Het Laatste Nieuws macht heute auf der Titelseite die Rechnung zur Summe aller dieses Jahr verloren gegangenen Jobs auf. Belgiens auflagenstärkste Zeitung meint, dass bis Ende des Jahres 32.000 Entlassungen zu verzeichnen sind, das Schlimmste auf dem Arbeitsmarkt aber noch aussteht. Im kommenden Jahr erwarte der flämische Ministerpräsident Kris Peeters alleine für den nördlichen Landesteil 54.000 zusätzliche Erwerbslose. Zu erklären sei dies, trotz der ersten Anzeichen einer der Konjunkturbelebung, durch eine gewisse Verzögerung, mit der Unternehmen im Bereich der Arbeitsplätze auf eine Krise reagieren.

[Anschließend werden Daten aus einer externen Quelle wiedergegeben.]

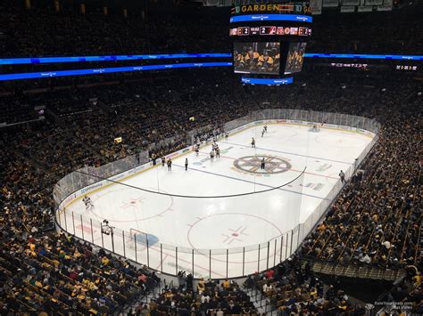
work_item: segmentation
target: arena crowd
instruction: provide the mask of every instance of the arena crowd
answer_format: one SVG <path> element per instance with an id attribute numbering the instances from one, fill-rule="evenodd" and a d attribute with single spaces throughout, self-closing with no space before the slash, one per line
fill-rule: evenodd
<path id="1" fill-rule="evenodd" d="M 153 15 L 144 28 L 132 15 L 124 19 L 101 12 L 71 18 L 66 14 L 45 9 L 27 12 L 10 0 L 3 2 L 0 56 L 222 53 L 228 47 L 227 22 L 216 23 L 203 12 L 198 13 L 204 15 L 202 23 L 183 16 L 162 23 Z M 395 16 L 376 18 L 384 20 L 384 34 L 393 35 L 387 42 L 386 36 L 384 41 L 376 36 L 379 28 L 369 28 L 370 18 L 360 18 L 359 24 L 352 18 L 342 29 L 336 20 L 318 19 L 320 27 L 308 51 L 421 52 L 422 28 L 402 15 L 402 31 L 393 24 Z M 415 28 L 411 37 L 405 32 L 408 27 Z M 349 37 L 353 30 L 356 38 Z M 369 32 L 375 35 L 371 40 Z M 215 36 L 212 40 L 211 34 Z M 353 39 L 340 46 L 339 39 L 344 37 Z M 406 269 L 405 280 L 395 286 L 390 298 L 411 302 L 412 312 L 423 313 L 421 81 L 351 76 L 346 69 L 306 72 L 294 85 L 284 87 L 243 86 L 229 71 L 178 70 L 2 85 L 0 122 L 17 124 L 0 131 L 2 313 L 107 314 L 136 306 L 130 312 L 255 314 L 259 312 L 252 295 L 259 291 L 281 315 L 364 314 L 363 306 L 353 304 L 338 284 L 319 280 L 303 258 L 345 266 Z M 21 124 L 38 117 L 34 105 L 46 107 L 46 119 Z M 289 261 L 250 276 L 243 284 L 193 284 L 190 278 L 180 278 L 178 287 L 165 288 L 148 304 L 139 304 L 140 297 L 161 284 L 153 271 L 55 231 L 52 188 L 65 174 L 146 149 L 152 158 L 162 157 L 188 145 L 190 130 L 207 125 L 219 127 L 267 108 L 353 114 L 375 118 L 383 126 L 360 173 L 346 183 L 321 223 Z M 194 121 L 189 119 L 193 117 Z M 122 143 L 116 144 L 116 137 L 122 137 Z"/>

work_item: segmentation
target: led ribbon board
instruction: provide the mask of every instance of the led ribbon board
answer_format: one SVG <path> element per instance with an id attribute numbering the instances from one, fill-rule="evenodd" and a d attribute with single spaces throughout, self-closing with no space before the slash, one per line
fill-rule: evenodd
<path id="1" fill-rule="evenodd" d="M 203 63 L 178 63 L 167 65 L 147 65 L 132 67 L 112 67 L 92 69 L 76 69 L 76 70 L 60 70 L 60 71 L 43 71 L 43 72 L 26 72 L 18 74 L 0 75 L 0 81 L 4 80 L 21 80 L 35 79 L 43 77 L 80 76 L 80 75 L 97 75 L 116 72 L 131 72 L 145 70 L 172 69 L 180 68 L 203 68 L 203 67 L 230 67 L 232 62 L 203 62 Z"/>
<path id="2" fill-rule="evenodd" d="M 147 61 L 178 58 L 229 58 L 231 53 L 162 53 L 155 55 L 106 55 L 106 56 L 72 56 L 72 57 L 29 57 L 0 59 L 0 65 L 23 65 L 55 62 L 87 62 L 87 61 Z"/>
<path id="3" fill-rule="evenodd" d="M 286 78 L 251 78 L 243 77 L 241 78 L 243 84 L 247 85 L 289 85 L 293 83 L 293 77 L 289 77 Z"/>
<path id="4" fill-rule="evenodd" d="M 422 55 L 379 55 L 362 53 L 306 53 L 304 57 L 308 58 L 350 58 L 369 60 L 402 60 L 402 61 L 423 61 Z"/>
<path id="5" fill-rule="evenodd" d="M 313 18 L 308 15 L 299 14 L 249 14 L 231 17 L 230 23 L 237 22 L 254 22 L 263 20 L 289 20 L 293 22 L 308 22 L 311 23 Z"/>

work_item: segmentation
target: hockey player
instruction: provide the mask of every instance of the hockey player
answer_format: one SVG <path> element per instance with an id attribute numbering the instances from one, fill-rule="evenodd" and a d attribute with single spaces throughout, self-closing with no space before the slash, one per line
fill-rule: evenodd
<path id="1" fill-rule="evenodd" d="M 264 157 L 263 157 L 263 158 L 261 159 L 261 166 L 260 166 L 260 168 L 261 170 L 265 170 L 265 166 L 266 166 L 266 162 L 264 161 Z"/>
<path id="2" fill-rule="evenodd" d="M 91 201 L 91 198 L 88 197 L 87 195 L 86 195 L 83 199 L 82 199 L 82 202 L 84 202 L 85 204 L 85 208 L 86 210 L 88 210 L 90 208 L 92 208 L 94 206 L 93 206 L 93 202 Z"/>
<path id="3" fill-rule="evenodd" d="M 216 147 L 216 149 L 214 150 L 214 151 L 216 151 L 216 158 L 220 158 L 220 149 L 219 148 L 219 146 Z"/>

Auch Het Nieuwsblad titelt heute „Wieder 788 Jobs weg“ und meint, dass DHL mit Zynismus trumpft, wenn das Unternehmen seinen belgischen Mitarbeitern einen Umzug nach Deutschland oder in die Tschechische Republik vorschlägt. Im Leitartikel meint das Blatt, dass nach dem schweren Brand den die Finanz- und Wirtschaftskrise darstellte, jetzt ein Entlassungstsunami anrolle. Kurzfristig könne man leider nichts anderes tun, als die Flutwelle der Entlassungen auszusitzen und gleichzeitig auf bessere Zeiten zu hoffen. Die Politiker im Land könnten sich derweil der Frage widmen, ob das Unternehmertum wohl ausreichend im eigenen Land verankert wurde. Die Frage sei nämlich, ob es ein Zufall ist, dass DHL oder Opel viel leichter Jobs im Ausland als in ihrem Heimatland streichen.

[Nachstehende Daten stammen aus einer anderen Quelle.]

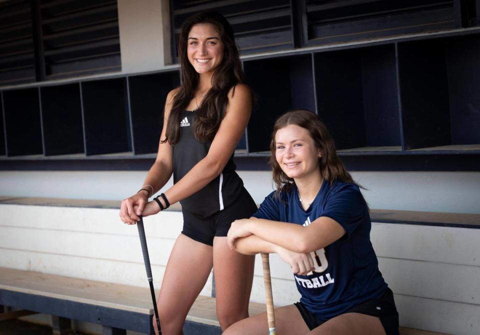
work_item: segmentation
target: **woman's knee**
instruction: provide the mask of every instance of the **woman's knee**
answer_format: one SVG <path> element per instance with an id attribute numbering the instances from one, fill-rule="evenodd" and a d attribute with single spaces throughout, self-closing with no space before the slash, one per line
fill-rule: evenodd
<path id="1" fill-rule="evenodd" d="M 216 317 L 222 330 L 224 330 L 236 322 L 248 317 L 248 308 L 239 308 L 233 306 L 226 308 L 217 308 Z"/>

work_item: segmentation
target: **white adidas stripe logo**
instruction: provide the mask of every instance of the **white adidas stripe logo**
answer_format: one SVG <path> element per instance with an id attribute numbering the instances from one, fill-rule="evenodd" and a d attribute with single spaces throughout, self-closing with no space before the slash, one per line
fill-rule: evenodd
<path id="1" fill-rule="evenodd" d="M 190 126 L 190 122 L 186 117 L 180 122 L 180 127 L 188 127 L 189 126 Z"/>

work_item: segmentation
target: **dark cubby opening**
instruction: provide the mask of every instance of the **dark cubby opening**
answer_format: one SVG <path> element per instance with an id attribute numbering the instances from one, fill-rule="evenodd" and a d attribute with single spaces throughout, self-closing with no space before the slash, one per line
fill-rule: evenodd
<path id="1" fill-rule="evenodd" d="M 4 118 L 4 99 L 2 93 L 0 92 L 0 156 L 4 156 L 6 154 Z"/>
<path id="2" fill-rule="evenodd" d="M 339 150 L 400 149 L 394 44 L 314 55 L 318 114 Z"/>
<path id="3" fill-rule="evenodd" d="M 126 78 L 81 85 L 86 154 L 131 152 Z"/>
<path id="4" fill-rule="evenodd" d="M 45 155 L 84 154 L 78 84 L 40 88 Z"/>
<path id="5" fill-rule="evenodd" d="M 277 118 L 293 109 L 315 111 L 312 55 L 246 60 L 244 68 L 256 98 L 247 127 L 248 152 L 268 152 Z"/>
<path id="6" fill-rule="evenodd" d="M 405 148 L 478 150 L 480 36 L 400 43 L 398 60 Z"/>
<path id="7" fill-rule="evenodd" d="M 306 2 L 310 44 L 437 31 L 460 24 L 451 0 Z"/>
<path id="8" fill-rule="evenodd" d="M 38 88 L 3 92 L 8 156 L 44 153 Z"/>
<path id="9" fill-rule="evenodd" d="M 132 136 L 136 154 L 157 152 L 166 96 L 180 84 L 178 71 L 128 78 Z"/>

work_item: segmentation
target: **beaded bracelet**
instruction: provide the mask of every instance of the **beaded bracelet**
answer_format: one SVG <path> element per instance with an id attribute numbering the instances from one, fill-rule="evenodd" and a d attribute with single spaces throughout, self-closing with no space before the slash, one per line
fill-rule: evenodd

De Morgen lässt in der heutigen Ausgabe 30 Jahre DHL Revue passieren. 1978 habe das Unternehmen in Zaventem erste Aktivitäten aufgenommen. 1984 sei das europäische Hauptquartier in Brüssel eingerichtet worden. 1988 sei auch das weltweite Hauptquartier aus London nach Brüssel umgezogen. Das seien bessere Zeiten, meint De Morgen und verweist darauf, dass allein in der Zeit zwischen 2008 und 2010 bei DHL in Belgien gut 3000 Jobs verloren gehen.

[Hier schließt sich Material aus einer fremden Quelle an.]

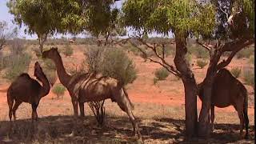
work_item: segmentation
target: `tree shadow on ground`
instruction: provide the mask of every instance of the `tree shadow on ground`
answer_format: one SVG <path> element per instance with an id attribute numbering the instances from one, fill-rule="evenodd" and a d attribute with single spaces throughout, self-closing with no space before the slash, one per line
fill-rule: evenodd
<path id="1" fill-rule="evenodd" d="M 184 120 L 156 118 L 148 122 L 138 119 L 140 131 L 146 143 L 205 143 L 206 141 L 184 139 Z M 211 142 L 237 142 L 239 125 L 216 124 L 217 132 L 212 134 Z M 74 131 L 74 134 L 70 135 Z M 250 142 L 254 136 L 254 126 L 250 127 Z M 107 116 L 106 126 L 98 127 L 93 116 L 75 119 L 73 116 L 50 116 L 21 119 L 10 122 L 0 122 L 0 143 L 137 143 L 128 117 Z M 247 141 L 246 141 L 247 142 Z"/>

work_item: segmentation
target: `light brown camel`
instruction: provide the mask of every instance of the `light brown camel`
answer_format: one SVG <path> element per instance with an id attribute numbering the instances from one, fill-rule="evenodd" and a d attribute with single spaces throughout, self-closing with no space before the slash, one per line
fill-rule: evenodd
<path id="1" fill-rule="evenodd" d="M 142 138 L 132 112 L 134 106 L 120 82 L 109 77 L 95 76 L 95 74 L 89 73 L 70 75 L 66 72 L 57 47 L 44 51 L 42 57 L 50 58 L 54 62 L 59 80 L 67 88 L 71 97 L 74 113 L 76 117 L 78 116 L 78 102 L 79 102 L 80 114 L 83 117 L 84 102 L 110 98 L 112 102 L 116 102 L 119 107 L 128 114 L 135 134 L 137 133 L 138 138 Z"/>
<path id="2" fill-rule="evenodd" d="M 202 100 L 203 97 L 202 82 L 198 84 L 198 92 L 199 98 Z M 210 118 L 212 127 L 214 121 L 214 106 L 224 108 L 232 105 L 238 111 L 239 116 L 240 134 L 242 135 L 244 125 L 246 125 L 245 138 L 248 138 L 247 90 L 242 83 L 235 78 L 226 69 L 218 70 L 214 78 L 211 103 Z"/>
<path id="3" fill-rule="evenodd" d="M 28 74 L 23 73 L 9 86 L 7 90 L 7 102 L 10 121 L 11 121 L 12 114 L 14 117 L 14 120 L 16 120 L 16 110 L 22 102 L 31 104 L 32 121 L 37 120 L 37 107 L 40 99 L 49 94 L 50 83 L 38 62 L 34 64 L 34 75 L 42 83 L 42 86 L 35 79 L 31 78 Z M 15 104 L 13 106 L 14 101 L 15 101 Z"/>

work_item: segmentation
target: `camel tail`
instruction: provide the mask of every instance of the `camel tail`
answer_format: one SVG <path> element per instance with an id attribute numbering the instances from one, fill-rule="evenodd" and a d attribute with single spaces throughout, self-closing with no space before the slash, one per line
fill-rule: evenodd
<path id="1" fill-rule="evenodd" d="M 249 127 L 249 118 L 248 118 L 248 94 L 246 89 L 244 90 L 244 106 L 243 106 L 243 117 L 245 118 L 246 125 L 246 138 L 248 138 L 248 127 Z"/>
<path id="2" fill-rule="evenodd" d="M 130 103 L 130 107 L 131 107 L 131 110 L 134 110 L 134 105 L 130 102 L 130 98 L 129 98 L 129 97 L 128 97 L 128 93 L 127 93 L 126 90 L 124 87 L 122 87 L 122 90 L 123 90 L 123 92 L 124 92 L 126 98 L 127 98 L 128 101 L 129 101 L 129 103 Z"/>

Wird Karel De Gucht EU-Handelskommissar?
De Standaard bringt heute keine Entlassungen sondern eine anstehende Beförderung auf die Titelseite. Die Tageszeitung macht mit einem möglichen Top-Job für Ex-Außenminister Karel De Gucht auf und meint, dass der derzeitige EU-Kommissar für Entwicklungszusammenarbeit in der neuen Mannschaft von Kommissionspräsident Barroso das wichtige Portefeuille Handel bekommen könnte. Genau eine Woche nach der Berufung von Herman Van Rompuy zum ersten Präsidenten des Europäischen Rates gehe eine weitere Spitzenposition nach Belgien. Es bestehe fast kein Zweifel mehr daran, dass der liberale Karel De Gucht EU-Handelskommissar wird. Gestern Abend habe sich De Gucht mit Kommissionspräsident Barroso getroffen. Würde sich die Vermutung bestätigen, dann wäre der Top-Job für Karel De Gucht auch Alt-Premier Guy Verhofstadt, der ja jetzt Fraktionschef der Liberalen im Europaparlament ist, zu verdanken. Der hatte nämlich in den letzten Wochen mächtig "gelobbyd", um den Liberalen in der EU ebenfalls einige Top-Jobs zuzuschanzen.
La Libre Belgique sowie die Wirtschaftsblätter L'Echo und De Tijd schließlich berichten heute auf Seite 1 über die Finanzkrise im Emirat Dubei. Die Finanzmärkte hätten weltweit die Börsen erschüttert.